My friendtor Anthony Moore published a piece exactly like this a few days ago. I commented saying that I loved it, then he responded saying he wondered what I would say in a similar piece.

I decided to take him up on that offer.

In January of 2014 I started my first REAL blog for a class project. That was 50 months ago.

I say all the time I’ve blogged only for the last two years, and that’s largely true. It’s just, I hardly ever considered that class project my REAL starting point.

Nonetheless, I guess I’ve officially been blogging for 50 months so far.

It’s funny — I got a C- on my blog from back then.. which led to a two-year hiatus from blogging. Which leads to my first point..

  1. You always suck at the beginning. Always.

  2. Responding to every comment is never a waste of time.

  3. Leaving 5 comments a day on Medium is one of the best marketing strategies you can use as a beginning blogger.

  4. If someone emails you a question, that’s a tell-tale sign you have a serious future in blogging.

  5. Blogging is the most humbling thing you will ever do. People will light you up if your logic isn’t sound.

  6. PLOT TWIST: You can be better than these people if you legitimately try to see their point of view and change.

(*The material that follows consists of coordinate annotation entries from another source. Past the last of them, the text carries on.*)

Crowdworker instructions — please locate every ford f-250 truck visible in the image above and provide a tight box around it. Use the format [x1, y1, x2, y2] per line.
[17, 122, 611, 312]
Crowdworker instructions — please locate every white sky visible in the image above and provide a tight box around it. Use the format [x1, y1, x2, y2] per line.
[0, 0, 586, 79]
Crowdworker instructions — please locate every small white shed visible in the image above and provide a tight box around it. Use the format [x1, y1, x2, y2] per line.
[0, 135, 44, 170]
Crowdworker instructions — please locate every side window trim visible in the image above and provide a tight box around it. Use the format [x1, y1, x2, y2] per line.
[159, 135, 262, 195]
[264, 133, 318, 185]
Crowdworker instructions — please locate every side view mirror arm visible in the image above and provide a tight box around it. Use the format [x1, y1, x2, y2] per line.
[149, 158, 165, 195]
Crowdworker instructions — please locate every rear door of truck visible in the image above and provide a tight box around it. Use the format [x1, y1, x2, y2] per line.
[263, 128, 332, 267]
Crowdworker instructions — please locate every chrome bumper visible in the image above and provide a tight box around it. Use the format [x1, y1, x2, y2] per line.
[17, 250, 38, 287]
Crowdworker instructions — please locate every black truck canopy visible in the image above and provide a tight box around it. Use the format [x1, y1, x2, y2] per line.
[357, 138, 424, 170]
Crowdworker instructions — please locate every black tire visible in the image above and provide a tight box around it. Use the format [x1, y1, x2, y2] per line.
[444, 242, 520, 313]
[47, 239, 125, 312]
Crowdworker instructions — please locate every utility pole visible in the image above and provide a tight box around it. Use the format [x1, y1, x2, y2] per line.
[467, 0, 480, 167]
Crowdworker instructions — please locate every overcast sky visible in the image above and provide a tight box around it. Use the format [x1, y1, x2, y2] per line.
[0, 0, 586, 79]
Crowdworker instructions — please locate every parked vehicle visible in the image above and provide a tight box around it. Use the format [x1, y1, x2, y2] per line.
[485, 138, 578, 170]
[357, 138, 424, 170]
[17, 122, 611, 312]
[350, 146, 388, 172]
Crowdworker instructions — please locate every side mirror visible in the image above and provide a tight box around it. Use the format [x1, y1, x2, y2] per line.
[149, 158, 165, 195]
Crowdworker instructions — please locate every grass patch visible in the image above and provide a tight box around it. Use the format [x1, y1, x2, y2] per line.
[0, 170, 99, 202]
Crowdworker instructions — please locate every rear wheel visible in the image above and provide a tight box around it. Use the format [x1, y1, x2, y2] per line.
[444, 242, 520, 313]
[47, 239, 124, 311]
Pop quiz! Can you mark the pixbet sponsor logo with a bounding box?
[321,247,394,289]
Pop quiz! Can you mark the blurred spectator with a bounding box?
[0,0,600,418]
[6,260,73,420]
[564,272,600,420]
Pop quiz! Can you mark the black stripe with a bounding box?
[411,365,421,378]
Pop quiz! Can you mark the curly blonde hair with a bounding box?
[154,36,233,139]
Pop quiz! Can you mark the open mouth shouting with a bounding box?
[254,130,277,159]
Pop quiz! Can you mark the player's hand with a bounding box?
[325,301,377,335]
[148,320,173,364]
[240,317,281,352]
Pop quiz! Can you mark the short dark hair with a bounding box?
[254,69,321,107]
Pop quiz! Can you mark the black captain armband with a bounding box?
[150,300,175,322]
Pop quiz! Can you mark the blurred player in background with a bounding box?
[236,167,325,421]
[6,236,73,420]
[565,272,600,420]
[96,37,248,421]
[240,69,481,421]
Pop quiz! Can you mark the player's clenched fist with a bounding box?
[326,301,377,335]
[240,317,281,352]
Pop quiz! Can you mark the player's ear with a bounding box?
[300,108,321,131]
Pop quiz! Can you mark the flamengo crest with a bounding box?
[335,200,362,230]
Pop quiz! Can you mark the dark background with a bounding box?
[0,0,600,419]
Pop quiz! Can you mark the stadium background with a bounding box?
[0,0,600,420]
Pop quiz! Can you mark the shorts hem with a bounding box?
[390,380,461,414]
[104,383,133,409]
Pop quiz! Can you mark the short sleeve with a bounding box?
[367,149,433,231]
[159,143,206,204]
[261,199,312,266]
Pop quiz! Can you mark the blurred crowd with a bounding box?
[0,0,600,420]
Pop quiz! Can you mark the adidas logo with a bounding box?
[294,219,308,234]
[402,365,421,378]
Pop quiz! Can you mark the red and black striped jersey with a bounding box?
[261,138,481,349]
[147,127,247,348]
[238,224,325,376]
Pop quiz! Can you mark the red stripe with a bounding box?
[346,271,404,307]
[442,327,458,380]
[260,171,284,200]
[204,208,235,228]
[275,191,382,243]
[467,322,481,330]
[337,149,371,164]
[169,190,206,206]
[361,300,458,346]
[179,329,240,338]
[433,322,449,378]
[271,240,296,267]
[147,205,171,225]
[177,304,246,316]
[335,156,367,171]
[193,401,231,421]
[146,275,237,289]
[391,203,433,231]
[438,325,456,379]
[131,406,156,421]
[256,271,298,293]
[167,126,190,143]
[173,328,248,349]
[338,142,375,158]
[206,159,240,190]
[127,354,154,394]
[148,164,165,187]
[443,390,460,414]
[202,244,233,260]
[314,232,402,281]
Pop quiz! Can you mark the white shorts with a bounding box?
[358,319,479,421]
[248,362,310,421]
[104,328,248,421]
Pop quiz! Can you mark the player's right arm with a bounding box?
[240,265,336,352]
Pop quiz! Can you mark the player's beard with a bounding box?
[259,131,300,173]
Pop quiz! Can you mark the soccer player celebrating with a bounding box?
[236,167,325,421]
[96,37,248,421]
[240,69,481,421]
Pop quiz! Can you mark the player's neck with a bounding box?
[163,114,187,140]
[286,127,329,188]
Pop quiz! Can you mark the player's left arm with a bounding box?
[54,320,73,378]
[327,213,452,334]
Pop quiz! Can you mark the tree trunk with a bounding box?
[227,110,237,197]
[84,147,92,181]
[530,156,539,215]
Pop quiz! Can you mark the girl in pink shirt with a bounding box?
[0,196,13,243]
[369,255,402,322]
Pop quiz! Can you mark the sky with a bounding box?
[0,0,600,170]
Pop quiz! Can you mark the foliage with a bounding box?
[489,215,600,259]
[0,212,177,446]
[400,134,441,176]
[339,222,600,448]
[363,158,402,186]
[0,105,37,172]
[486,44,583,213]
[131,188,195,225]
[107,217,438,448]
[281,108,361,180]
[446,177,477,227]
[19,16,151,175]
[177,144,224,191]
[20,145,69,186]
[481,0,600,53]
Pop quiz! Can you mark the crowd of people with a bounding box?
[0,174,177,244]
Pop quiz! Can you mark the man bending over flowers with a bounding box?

  7. Blogging is by far the easiest/best way to become a better person. You’re constantly having your views attacked/challenged, while others keep their thoughts to themselves. Congratulations, you’re going to grow 1,000% faster than everybody else.

  8. Headlines are 90% of the battle.

  9. If your post doesn’t present anything new, you shouldn’t even write it.Like, your points should be brand new. If you’ve seen them before in another article, that’s BAD.

  10. I come up with all my post ideas directly before I write them.

  11. My best-performing blog posts were written in less than 45 minutes.

  12. Post sucks? Don’t delete it. Save it and come back to it a month later.

  13. If you’re pissed about something, fire up your laptop and write immediately.

  14. If you’re pissed about writer’s block, go eat a snickers. Then eat another one. Then come back. You’re welcome.

  15. Use Coschedule’s Headline Analyzer.

  16. But don’t get too angry if you score a 54. Re-work the headline for 5 minutes then just publish it.

  17. Your tribe will read everything you write, not your friends or family (weirdly enough).

  18. Scared to post something where you’re being raw? People don’t care as much as you think they do. There is no spotlight surrounding you every moment of every day. I say this to inspire you to publish!

  19. During your first six months, it’s best to post every single day. Nobody does this, which means nobody’s getting the practice you’ll be getting.

  20. BLOGGING IS ABOUT HEART. You should care about the stats, but don’t let them overwhelm what your soul wants to express.

  21. Start building your email list NOW. If you haven’t started yet, stop writing everything and get that set up immediately. It’s THAT important.

  22. Be patient. It’s taken me two years to get 40,000 page views per month.

  23. Once you start finding success, your growth becomes exponential. I’ve gotten 1,000 email subscribers in the last month alone.

  24. Every email subscriber you have equals about $1 per month.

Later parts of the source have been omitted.